Soy ingeniero. Y viajo al pasado.
Formo parte del equipo multidisciplinar que regula y promueven los tránsitos temporales. El gran avance del siglo XXIV.
Viajar en el tiempo es la mayor aventura acometida por el hombre. Sólo podemos viajar a Branas o universos paralelos compatibles con nuestra propia realidad física, con tres dimensiones espaciales y una temporal. Pero, aun así, disponemos de infinitos universos alternativos, inabarcables.
Es bien sabido: estamos sujetos a normas estrictas. No está permitido viajar a momentos y lugares en los que se detecta una fortísima componente ideológica o religiosa. No se puede visitar el Jerusalén de Jesucristo ni se permite entrar en contacto con personajes como Mahoma o Buda. Aunque las religiones se disiparon en el siglo XXIII, y hoy apenas si tienen arraigo, es preferible respetar la sensibilidad y creencia de los pocos millones que siguen profesando una fe. Es posible que Jesús realizase milagros, que resucitara. Pero ¿y si no?
No lo queremos saber todo. Poder acceder a la totalidad nos ha enseñado a valorar la incertidumbre.
Los técnicos podemos realizar dos viajes durante nuestra etapa de servicio activo. En mi primer viaje supe que me enviaban a un universo situado en el tercer milenio antes de Cristo. A una gran civilización.
Supuse que me enviaban a Mesopotamia. Quizás al Egipto más antiguo, anterior a las grandes pirámides.
Pronto descubrí que mis nuevos implantes corticales atesoraban gran cantidad de información sobre Sudamérica. No lo entendí: en los albores de la civilización humana mi destino era Perú. En unos pocos meses hablaba su idioma y estaba familiarizado con los rudimentos de una cultura que concíamos gracias a las sondas diminutas enviadas con antelación, encargadas de recabar toda la información posible; pero el salto temporal es una ingente inversión en términos energéticos.
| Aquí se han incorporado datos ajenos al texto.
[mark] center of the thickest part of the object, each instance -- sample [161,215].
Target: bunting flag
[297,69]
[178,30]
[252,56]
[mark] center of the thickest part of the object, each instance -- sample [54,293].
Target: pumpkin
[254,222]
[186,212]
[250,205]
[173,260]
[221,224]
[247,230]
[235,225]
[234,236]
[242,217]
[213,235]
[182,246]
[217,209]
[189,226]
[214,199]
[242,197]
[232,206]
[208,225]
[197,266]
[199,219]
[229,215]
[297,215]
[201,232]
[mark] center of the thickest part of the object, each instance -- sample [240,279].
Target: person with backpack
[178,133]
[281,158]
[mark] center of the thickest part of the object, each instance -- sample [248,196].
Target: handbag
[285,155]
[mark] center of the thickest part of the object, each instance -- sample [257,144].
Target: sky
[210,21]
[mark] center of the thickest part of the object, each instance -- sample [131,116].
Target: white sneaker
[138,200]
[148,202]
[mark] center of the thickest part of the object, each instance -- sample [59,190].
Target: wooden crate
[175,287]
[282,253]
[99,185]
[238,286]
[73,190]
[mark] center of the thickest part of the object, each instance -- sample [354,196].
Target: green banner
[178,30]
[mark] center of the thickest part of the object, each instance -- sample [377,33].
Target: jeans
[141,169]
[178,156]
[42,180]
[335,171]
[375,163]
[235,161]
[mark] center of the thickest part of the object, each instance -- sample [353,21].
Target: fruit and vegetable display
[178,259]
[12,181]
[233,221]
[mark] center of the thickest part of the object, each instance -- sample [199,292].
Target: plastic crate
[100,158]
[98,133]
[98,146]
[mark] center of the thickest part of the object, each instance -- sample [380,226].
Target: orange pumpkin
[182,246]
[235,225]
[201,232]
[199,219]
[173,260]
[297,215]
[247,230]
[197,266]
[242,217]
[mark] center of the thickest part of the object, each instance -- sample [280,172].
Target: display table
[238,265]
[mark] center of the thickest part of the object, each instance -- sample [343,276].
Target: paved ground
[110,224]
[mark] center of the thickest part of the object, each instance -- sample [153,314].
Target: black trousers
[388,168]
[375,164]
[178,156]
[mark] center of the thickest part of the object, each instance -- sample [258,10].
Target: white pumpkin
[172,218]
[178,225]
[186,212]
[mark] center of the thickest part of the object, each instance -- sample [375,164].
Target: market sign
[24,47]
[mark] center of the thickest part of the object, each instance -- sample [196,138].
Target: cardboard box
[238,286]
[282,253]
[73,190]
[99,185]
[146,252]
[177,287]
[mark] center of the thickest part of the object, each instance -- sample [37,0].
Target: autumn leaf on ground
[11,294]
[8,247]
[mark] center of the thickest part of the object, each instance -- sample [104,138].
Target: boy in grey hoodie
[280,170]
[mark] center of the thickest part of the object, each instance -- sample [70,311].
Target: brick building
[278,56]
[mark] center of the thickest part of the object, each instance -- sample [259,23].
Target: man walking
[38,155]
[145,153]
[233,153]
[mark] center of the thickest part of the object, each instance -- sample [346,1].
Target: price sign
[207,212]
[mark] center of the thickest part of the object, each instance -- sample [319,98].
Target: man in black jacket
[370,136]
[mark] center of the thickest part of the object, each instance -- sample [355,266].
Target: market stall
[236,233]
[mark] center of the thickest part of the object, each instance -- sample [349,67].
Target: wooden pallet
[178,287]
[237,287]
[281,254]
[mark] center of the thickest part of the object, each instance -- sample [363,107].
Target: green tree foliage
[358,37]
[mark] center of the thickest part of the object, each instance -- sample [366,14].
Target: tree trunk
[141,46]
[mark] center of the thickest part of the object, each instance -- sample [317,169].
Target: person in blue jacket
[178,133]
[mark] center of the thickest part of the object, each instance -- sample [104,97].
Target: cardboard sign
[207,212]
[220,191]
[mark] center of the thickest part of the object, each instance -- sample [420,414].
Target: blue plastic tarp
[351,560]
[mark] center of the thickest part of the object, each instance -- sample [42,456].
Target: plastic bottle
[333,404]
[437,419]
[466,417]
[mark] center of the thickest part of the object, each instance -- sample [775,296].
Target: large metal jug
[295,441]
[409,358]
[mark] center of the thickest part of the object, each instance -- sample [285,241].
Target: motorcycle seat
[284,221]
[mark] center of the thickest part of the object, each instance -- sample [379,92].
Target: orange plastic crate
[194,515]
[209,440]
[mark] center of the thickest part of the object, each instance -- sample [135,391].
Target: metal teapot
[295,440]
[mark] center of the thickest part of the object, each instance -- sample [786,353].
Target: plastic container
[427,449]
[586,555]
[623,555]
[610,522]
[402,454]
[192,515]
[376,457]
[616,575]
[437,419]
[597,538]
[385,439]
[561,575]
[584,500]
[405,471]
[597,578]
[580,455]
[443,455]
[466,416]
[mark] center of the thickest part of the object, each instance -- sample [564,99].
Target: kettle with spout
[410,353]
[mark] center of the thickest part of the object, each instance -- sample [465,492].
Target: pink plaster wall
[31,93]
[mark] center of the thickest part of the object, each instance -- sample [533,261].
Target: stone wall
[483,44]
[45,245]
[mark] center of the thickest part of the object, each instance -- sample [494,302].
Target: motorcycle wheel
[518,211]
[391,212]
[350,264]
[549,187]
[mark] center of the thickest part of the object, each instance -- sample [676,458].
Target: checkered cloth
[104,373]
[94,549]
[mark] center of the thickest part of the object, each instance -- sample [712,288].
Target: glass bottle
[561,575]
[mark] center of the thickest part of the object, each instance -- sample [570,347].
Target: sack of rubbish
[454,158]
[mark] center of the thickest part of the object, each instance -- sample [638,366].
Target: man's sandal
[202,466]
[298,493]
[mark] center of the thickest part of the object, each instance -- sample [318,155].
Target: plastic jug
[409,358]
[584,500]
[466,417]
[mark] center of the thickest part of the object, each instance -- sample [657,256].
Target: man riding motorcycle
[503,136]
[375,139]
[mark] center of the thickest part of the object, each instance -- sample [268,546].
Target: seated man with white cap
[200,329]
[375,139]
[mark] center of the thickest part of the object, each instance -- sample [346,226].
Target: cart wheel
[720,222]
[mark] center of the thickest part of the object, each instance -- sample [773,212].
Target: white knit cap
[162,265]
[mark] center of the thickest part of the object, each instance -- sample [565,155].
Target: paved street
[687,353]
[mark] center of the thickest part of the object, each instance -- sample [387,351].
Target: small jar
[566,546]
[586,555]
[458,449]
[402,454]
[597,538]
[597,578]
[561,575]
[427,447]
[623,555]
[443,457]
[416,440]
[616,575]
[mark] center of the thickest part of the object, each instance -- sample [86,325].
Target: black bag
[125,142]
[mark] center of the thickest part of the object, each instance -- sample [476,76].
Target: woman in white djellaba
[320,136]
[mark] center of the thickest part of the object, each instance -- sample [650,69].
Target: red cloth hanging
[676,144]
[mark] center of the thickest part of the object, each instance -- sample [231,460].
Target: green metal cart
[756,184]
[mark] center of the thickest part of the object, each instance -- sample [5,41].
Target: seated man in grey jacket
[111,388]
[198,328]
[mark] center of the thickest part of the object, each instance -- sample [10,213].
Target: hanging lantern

No entendía que los analistas hubiesen elegido un objetivo espacio - temporal tan extraño. Alejado de las grandes corrientes culturales y tecnológicas de la Eurasia post-neolítica, me enviaban al otro extremo del mundo. A un lugar aislado.
¿Qué esperaban que pudiese aprender un ingeniero en los Andes, miles de años antes de que Incas o Mayas floreciesen? ¿Podía tratarse de un error?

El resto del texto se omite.